Today there are two distinct categories of sheriff in our country. Those featured in the BBC programme are officially High Court Enforcement Officers and are tasked with collecting money or goods in respect of a debt. They are authorised by the Lord Chancellor, but privately employed, unlike bailiffs, who are salaried civil servants. Debts below £600 can only be recovered by bailiffs, and debts over £5,000 can only be recovered by sheriffs.

The second category is now mainly a ceremonial role to represent the Crown at county level and are known as high sheriffs. City sheriffs have largely disappeared, apart from in London where there are two.

The original sheriff is possibly the oldest official role in the country, and the name derives from ‘shire reeve’, meaning the governor of a shire or county. ‘Reeve’ comes from the Anglo-Saxon word ‘reeafan’ which was a levy or seizure. We don’t know for sure when the first shire reeve appeared, but we do know that Alfred the Great (871-901) appointed men to this role. They were the king’s representatives at a local level and executed writs on his behalf. They collected rents and taxes and were responsible for keeping the peace, which also led to them assuming responsibility for prisoners. This made them very powerful and some, like the supposedly merciless Sheriff of Nottingham, abused this power.

To counter the problem, a new official, the ‘coroner’, was installed to oversee all the sheriffs (although clearly they have a very different role today!).

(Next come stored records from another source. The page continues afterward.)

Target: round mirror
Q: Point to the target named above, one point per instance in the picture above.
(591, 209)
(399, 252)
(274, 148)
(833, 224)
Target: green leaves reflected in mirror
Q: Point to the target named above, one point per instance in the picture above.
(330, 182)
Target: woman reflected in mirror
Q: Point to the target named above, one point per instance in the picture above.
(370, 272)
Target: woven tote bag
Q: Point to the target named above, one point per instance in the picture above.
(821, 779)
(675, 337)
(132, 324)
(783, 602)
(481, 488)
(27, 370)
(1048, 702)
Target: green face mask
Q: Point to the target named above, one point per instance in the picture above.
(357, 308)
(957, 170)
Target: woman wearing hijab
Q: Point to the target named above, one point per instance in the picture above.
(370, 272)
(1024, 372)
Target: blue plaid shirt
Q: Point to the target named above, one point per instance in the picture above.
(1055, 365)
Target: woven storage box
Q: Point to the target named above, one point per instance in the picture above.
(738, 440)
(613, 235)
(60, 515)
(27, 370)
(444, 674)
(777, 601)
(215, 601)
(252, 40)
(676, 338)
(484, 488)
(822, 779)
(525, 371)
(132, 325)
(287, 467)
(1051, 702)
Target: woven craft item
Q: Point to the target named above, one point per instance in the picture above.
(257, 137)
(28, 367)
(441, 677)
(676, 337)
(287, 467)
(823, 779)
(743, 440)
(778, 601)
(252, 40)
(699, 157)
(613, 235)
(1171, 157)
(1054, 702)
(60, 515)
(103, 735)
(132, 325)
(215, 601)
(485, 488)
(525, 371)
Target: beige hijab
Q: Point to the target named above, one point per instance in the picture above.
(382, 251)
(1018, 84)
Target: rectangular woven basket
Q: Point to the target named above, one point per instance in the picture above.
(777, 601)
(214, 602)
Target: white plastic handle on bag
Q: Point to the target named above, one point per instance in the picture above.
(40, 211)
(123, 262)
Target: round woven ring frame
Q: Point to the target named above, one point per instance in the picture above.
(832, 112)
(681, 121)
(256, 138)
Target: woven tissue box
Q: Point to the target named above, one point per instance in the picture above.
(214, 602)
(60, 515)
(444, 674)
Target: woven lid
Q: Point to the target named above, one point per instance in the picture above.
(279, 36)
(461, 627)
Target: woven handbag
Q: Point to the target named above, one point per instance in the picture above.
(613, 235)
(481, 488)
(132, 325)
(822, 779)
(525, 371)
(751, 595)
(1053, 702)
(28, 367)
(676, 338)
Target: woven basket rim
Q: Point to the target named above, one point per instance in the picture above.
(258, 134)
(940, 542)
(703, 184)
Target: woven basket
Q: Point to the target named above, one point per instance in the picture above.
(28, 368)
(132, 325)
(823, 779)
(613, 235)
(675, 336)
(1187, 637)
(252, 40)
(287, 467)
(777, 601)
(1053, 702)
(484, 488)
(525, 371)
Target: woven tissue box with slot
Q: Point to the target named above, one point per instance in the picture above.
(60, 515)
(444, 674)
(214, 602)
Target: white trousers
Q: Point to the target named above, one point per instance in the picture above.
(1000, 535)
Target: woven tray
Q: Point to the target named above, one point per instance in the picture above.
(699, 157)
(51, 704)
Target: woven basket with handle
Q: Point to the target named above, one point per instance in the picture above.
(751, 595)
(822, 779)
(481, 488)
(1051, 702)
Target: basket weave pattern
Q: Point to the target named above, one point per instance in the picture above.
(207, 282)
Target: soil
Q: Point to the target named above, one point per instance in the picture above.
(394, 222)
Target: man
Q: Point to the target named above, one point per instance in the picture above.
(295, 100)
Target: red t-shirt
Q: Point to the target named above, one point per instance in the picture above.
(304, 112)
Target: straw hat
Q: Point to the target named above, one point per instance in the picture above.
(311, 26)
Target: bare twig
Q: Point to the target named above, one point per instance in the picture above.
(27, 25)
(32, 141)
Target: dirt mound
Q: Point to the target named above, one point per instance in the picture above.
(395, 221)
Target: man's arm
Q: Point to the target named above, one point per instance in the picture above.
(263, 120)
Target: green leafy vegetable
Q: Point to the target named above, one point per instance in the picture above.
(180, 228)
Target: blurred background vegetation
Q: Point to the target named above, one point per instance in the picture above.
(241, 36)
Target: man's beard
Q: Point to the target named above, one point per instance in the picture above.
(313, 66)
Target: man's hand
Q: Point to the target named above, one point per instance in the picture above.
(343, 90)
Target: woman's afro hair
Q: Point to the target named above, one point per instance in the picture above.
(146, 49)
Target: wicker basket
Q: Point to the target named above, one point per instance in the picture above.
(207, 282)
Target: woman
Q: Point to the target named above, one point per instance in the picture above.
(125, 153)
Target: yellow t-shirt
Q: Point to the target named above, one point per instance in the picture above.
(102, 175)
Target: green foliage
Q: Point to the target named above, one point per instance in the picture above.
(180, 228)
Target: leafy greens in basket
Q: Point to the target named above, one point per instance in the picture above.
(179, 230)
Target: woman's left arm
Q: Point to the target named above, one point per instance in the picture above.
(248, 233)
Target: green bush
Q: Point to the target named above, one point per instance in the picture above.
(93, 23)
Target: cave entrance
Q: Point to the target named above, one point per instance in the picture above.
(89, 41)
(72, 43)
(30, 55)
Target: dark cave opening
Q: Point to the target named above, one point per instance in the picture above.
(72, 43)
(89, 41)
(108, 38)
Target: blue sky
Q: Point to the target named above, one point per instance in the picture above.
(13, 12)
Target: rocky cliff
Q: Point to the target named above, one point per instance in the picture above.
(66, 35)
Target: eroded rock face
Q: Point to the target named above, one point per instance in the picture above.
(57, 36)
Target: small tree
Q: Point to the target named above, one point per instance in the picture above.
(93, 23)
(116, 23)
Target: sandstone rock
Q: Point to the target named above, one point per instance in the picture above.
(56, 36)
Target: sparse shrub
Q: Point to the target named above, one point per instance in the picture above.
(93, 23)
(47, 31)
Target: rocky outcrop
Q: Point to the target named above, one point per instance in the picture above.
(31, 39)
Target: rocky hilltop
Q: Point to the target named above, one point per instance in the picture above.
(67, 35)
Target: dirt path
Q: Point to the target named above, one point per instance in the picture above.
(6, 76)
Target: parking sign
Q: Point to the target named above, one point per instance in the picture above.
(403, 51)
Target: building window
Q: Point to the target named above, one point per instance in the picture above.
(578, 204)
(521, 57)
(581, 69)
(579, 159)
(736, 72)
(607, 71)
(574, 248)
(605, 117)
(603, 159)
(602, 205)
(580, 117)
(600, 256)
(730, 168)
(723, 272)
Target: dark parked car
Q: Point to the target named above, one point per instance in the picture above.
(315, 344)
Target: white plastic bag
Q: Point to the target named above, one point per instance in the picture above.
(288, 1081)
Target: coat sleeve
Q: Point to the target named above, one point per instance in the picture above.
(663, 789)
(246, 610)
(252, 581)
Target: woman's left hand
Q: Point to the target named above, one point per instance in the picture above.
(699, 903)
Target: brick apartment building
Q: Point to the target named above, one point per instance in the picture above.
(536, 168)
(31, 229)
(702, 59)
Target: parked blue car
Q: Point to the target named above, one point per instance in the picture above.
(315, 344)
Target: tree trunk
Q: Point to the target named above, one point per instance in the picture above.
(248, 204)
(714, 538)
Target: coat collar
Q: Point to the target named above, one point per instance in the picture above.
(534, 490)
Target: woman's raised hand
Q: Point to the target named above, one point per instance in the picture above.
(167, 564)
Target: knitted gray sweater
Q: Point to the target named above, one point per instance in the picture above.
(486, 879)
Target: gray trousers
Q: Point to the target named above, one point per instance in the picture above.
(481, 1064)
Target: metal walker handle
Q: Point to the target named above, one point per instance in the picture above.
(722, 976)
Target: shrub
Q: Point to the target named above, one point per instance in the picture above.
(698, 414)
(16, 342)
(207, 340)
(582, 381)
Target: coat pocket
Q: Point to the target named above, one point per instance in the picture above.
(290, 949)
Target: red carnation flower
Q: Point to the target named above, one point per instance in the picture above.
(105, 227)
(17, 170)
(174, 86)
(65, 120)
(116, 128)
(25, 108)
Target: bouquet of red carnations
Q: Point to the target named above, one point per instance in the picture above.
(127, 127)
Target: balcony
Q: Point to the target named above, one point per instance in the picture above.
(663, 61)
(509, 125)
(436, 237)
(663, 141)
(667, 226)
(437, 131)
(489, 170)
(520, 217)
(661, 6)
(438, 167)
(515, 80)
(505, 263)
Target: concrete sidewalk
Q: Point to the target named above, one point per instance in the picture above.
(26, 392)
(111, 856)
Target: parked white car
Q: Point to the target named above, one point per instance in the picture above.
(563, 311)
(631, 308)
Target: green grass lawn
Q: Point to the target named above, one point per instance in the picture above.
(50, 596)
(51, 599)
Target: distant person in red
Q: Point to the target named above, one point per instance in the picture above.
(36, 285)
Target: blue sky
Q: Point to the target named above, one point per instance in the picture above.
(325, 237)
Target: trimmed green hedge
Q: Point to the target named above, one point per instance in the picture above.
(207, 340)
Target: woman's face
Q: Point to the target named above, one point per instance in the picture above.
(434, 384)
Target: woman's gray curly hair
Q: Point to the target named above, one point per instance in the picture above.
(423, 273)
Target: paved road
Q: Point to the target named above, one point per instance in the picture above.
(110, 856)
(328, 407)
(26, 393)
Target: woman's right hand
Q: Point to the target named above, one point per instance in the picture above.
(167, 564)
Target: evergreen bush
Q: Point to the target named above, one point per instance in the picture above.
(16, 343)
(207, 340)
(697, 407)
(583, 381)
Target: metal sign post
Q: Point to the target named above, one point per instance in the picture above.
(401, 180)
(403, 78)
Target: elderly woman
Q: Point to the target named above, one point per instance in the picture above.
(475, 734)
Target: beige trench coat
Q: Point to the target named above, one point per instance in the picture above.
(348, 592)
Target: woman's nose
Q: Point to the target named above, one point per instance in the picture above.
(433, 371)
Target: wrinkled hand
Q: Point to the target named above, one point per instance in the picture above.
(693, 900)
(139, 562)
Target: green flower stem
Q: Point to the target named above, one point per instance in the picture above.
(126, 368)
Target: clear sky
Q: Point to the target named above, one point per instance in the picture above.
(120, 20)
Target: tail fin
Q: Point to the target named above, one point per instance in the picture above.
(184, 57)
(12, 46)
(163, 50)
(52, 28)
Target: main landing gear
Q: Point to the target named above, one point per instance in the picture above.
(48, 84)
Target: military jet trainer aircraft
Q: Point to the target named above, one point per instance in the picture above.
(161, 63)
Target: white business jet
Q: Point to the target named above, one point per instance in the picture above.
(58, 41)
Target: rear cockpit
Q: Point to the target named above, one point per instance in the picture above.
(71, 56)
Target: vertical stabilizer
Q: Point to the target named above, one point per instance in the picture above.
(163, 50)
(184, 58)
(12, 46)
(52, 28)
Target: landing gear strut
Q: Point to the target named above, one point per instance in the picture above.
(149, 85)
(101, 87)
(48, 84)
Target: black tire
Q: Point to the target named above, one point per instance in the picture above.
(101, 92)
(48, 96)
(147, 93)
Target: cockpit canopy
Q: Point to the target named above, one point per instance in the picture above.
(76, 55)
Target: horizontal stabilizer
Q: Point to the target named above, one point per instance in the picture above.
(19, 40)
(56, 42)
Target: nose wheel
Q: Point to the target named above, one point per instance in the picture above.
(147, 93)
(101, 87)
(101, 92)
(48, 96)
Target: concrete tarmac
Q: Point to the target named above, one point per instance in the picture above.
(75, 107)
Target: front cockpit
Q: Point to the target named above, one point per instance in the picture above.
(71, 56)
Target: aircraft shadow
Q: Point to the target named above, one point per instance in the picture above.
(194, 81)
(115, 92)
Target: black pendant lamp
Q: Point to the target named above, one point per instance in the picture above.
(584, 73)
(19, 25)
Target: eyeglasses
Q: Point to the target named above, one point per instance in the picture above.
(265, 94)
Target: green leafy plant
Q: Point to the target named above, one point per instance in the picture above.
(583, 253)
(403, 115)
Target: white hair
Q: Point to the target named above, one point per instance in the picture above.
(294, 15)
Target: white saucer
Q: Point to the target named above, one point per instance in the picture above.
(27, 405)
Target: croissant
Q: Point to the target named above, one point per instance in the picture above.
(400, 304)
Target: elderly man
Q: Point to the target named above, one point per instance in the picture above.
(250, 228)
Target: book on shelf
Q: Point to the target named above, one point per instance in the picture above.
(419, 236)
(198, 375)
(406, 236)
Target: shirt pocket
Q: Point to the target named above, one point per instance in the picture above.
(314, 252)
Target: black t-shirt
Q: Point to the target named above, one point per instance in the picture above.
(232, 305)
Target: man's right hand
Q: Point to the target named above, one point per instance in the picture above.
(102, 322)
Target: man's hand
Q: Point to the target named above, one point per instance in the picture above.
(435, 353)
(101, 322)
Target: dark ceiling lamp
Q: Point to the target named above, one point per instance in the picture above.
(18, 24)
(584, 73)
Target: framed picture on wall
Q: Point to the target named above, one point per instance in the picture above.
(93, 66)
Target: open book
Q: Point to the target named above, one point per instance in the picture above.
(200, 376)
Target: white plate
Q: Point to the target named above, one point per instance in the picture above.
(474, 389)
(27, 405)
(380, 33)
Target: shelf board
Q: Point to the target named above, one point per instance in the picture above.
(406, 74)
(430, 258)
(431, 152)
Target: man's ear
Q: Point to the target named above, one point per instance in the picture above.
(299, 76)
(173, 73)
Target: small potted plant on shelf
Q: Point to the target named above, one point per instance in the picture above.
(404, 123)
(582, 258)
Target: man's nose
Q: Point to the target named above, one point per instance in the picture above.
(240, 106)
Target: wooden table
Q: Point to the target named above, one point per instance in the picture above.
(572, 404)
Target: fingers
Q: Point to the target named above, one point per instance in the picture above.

It is the duty of the incumbent high sheriffs to nominate successors. Formal nominations take place at the High Court in London on November 12th and is presided over by the Lord Chief Justice. This is followed by the ‘pricking of the sheriffs’ by the Sovereign in March (I bet you’ve been thinking that was a typo!).

The list of nominees is put on to a vellum (calf skin) scroll which is 15 feet long by a foot wide and, as in centuries before, the Queen chooses her high sheriffs using a silver bodkin, which is a large sewing needle, to prick a hole in the scroll over the selected nominee’s name.

There are a couple of explanations for this rather odd method of choosing. I do like my dad’s, where he explains that it dates back to the time of Elizabeth I. She was sewing in her garden when the time arose to choose her sheriffs. The scroll was brought to her, but she had no pen, so consequently used a bodkin from her sewing basket.

The second (possibly more plausible) reason I found on the high sheriffs’ official website (highsheriffs.com). Apparently not all the nominated sheriffs welcomed the role due to the high expenses they incurred, and the challenges of calculating and collecting taxes. So to stop them trying to remove their names, a hole was made in the vellum which could not be removed, nor sewn up without being noticed.

This year’s ceremony took place at Buckingham Palace on 14th March where Simon Wrightson was succeeded as High Sheriff of North Yorkshire by Chris Legard, of Scampston Hall near Malton, who will officially assume his duties this month.